Is an underwriting copilot classified as high-risk under the EU AI Act?
AI systems intended to be used for risk assessment and pricing in life and health insurance for natural persons are listed in Annex III as high-risk under Regulation (EU) 2024/1689. Underwriting copilots that materially shape pricing or eligibility decisions are high-risk in either provider or deployer roles.
How does Penaxtra evidence model-risk committee expectations on bias and robustness?
Probe templates target fairness, overreliance, and adversarial robustness against the underwriting endpoint. Three independent LLM judges (Anthropic, OpenAI, Google) score every finding; a meta-judge resolves disagreement. The risk score and per-probe rationale are exported into the same audit log retention window the committee uses for its Tier-1 systems.

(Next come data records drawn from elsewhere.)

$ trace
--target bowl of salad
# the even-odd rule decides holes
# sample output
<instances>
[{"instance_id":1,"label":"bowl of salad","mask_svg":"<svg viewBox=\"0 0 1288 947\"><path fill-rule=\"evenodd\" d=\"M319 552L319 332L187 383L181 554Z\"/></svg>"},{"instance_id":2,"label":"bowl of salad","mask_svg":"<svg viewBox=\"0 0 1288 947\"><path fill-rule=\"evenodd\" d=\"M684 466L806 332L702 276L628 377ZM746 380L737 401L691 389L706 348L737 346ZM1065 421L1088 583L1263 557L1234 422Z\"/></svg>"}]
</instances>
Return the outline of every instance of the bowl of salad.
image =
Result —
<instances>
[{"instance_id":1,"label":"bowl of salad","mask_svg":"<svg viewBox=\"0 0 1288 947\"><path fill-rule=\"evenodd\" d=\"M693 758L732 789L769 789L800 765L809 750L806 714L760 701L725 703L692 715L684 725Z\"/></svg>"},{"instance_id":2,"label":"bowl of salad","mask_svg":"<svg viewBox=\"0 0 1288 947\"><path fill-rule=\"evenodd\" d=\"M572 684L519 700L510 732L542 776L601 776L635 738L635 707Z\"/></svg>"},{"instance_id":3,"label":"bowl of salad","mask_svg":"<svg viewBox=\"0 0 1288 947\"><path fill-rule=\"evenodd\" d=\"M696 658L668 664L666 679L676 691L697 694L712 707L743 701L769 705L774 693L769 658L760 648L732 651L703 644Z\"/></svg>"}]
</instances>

How long is the audit log retained for an insurance customer?
Up to ten years on the Enterprise tier. The append-only audit log carries every authentication event, finding status change, secret operation, webhook delivery, admin action, and authenticated API call. A tamper-evident database mirror gives the regulator a second-source trail.

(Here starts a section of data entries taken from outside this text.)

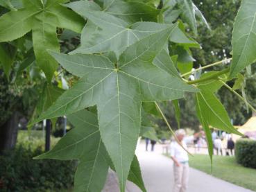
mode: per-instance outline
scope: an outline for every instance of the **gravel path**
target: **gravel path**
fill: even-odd
[[[146,152],[144,145],[136,150],[142,177],[148,192],[171,192],[173,186],[173,162],[162,155],[162,146],[156,145],[154,152]],[[128,182],[126,192],[141,192]],[[187,192],[252,192],[249,189],[232,184],[190,168]],[[119,192],[115,174],[110,171],[103,192]]]

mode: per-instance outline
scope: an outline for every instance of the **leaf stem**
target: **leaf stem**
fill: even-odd
[[[159,112],[160,113],[162,119],[164,119],[165,123],[167,124],[168,128],[170,130],[171,134],[173,135],[175,140],[176,141],[176,142],[190,155],[193,156],[183,146],[182,144],[180,143],[180,141],[178,139],[174,131],[173,130],[173,129],[171,128],[170,124],[169,123],[167,119],[166,118],[165,115],[164,114],[163,112],[162,111],[160,107],[159,106],[159,105],[157,104],[157,103],[156,101],[154,102],[155,107],[157,107],[157,110],[159,111]]]
[[[233,94],[234,94],[236,96],[237,96],[241,101],[243,101],[244,103],[246,103],[246,105],[248,105],[248,106],[255,112],[256,112],[256,110],[253,107],[253,105],[251,105],[244,97],[242,97],[239,94],[238,94],[236,91],[234,91],[233,89],[232,89],[231,87],[230,87],[228,85],[227,85],[225,82],[223,82],[223,80],[220,80],[220,81],[222,82],[222,84],[228,88],[228,89],[229,89],[231,92],[232,92]]]
[[[205,82],[205,80],[212,80],[212,79],[216,79],[218,78],[218,77],[221,75],[225,74],[228,73],[230,71],[230,68],[227,68],[224,70],[220,71],[214,74],[212,74],[212,76],[209,76],[206,78],[200,78],[195,80],[189,81],[187,83],[189,85],[196,84],[198,82]]]
[[[228,58],[228,59],[223,60],[221,60],[221,61],[219,61],[219,62],[214,62],[214,63],[210,64],[207,64],[207,65],[204,66],[204,67],[199,67],[199,68],[198,68],[198,69],[195,69],[195,70],[194,70],[194,71],[189,71],[189,72],[187,72],[187,73],[184,73],[184,74],[182,74],[182,75],[181,75],[181,77],[185,77],[185,76],[187,76],[187,75],[189,75],[189,74],[191,74],[191,73],[194,73],[194,72],[195,72],[195,71],[199,71],[199,70],[205,69],[207,69],[207,68],[211,67],[212,67],[212,66],[215,66],[215,65],[218,65],[218,64],[223,64],[223,62],[225,62],[225,61],[230,61],[230,60],[232,60],[232,58]]]

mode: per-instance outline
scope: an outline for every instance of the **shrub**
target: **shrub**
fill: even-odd
[[[237,163],[256,168],[256,141],[242,139],[236,143],[235,156]]]
[[[23,132],[18,137],[15,149],[0,155],[0,191],[62,191],[73,186],[76,162],[33,160],[44,152],[43,140]]]

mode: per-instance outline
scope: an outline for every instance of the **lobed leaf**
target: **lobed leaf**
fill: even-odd
[[[84,24],[80,16],[60,5],[65,1],[24,0],[24,8],[0,17],[0,42],[16,40],[32,30],[37,64],[49,81],[58,67],[58,63],[46,51],[59,51],[56,28],[65,27],[79,33]]]
[[[37,119],[69,114],[96,105],[101,137],[123,191],[141,127],[142,101],[177,99],[196,91],[152,64],[171,27],[128,46],[117,63],[103,55],[51,55],[67,71],[83,77]]]
[[[256,61],[256,2],[244,0],[234,23],[233,59],[230,77],[234,78],[241,70]]]

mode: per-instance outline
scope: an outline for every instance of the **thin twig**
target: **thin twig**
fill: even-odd
[[[218,64],[223,64],[223,62],[225,62],[225,61],[230,61],[230,60],[232,60],[232,58],[225,59],[225,60],[221,60],[221,61],[219,61],[219,62],[214,62],[214,63],[212,63],[212,64],[207,64],[207,65],[206,65],[206,66],[205,66],[205,67],[199,67],[199,68],[198,68],[198,69],[195,69],[195,70],[194,70],[194,71],[191,71],[187,72],[187,73],[186,73],[182,74],[182,75],[181,75],[181,77],[185,77],[185,76],[187,76],[187,75],[189,75],[189,74],[191,74],[191,73],[194,73],[194,72],[198,71],[199,71],[199,70],[205,69],[207,69],[207,68],[211,67],[212,67],[212,66],[215,66],[215,65],[218,65]]]
[[[155,101],[155,107],[157,107],[157,110],[159,111],[159,112],[160,113],[162,119],[164,119],[165,123],[167,124],[167,127],[169,128],[169,129],[170,130],[171,134],[173,135],[175,140],[176,141],[176,142],[190,155],[193,156],[183,146],[182,144],[180,143],[180,141],[178,139],[176,135],[175,134],[174,131],[173,130],[173,129],[171,128],[170,124],[169,123],[166,116],[164,116],[163,112],[162,111],[160,107],[158,105],[156,101]]]
[[[253,105],[251,105],[244,97],[242,97],[239,94],[238,94],[236,91],[234,91],[233,89],[232,89],[232,87],[230,87],[229,85],[228,85],[225,82],[223,82],[223,80],[220,80],[220,81],[222,82],[222,84],[228,88],[228,89],[229,89],[231,92],[232,92],[233,94],[234,94],[236,96],[237,96],[241,101],[243,101],[244,103],[246,103],[246,105],[248,105],[248,106],[254,112],[256,112],[256,110],[253,107]]]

How does Penaxtra align with the NAIC AI bulletin?
The NAIC Model Bulletin on AI Use by Insurers asks for governance, risk management, testing, and vendor oversight of AI systems used in regulated insurance decisions. Penaxtra produces the testing and vendor oversight evidence (third-party trust portal, signed DPA, subprocessor registry) and integrates into the customer's existing model-risk governance documentation.
Can Penaxtra integrate with our existing model-risk dashboard?
Yes. Webhook callbacks deliver finding.created, scan.completed, gateway.block, and report.ready events. The public API exposes the risk score, finding counts, and per-finding control IDs. Insurance customers typically plot the Penaxtra composite score against their existing Tier-1 trend chart.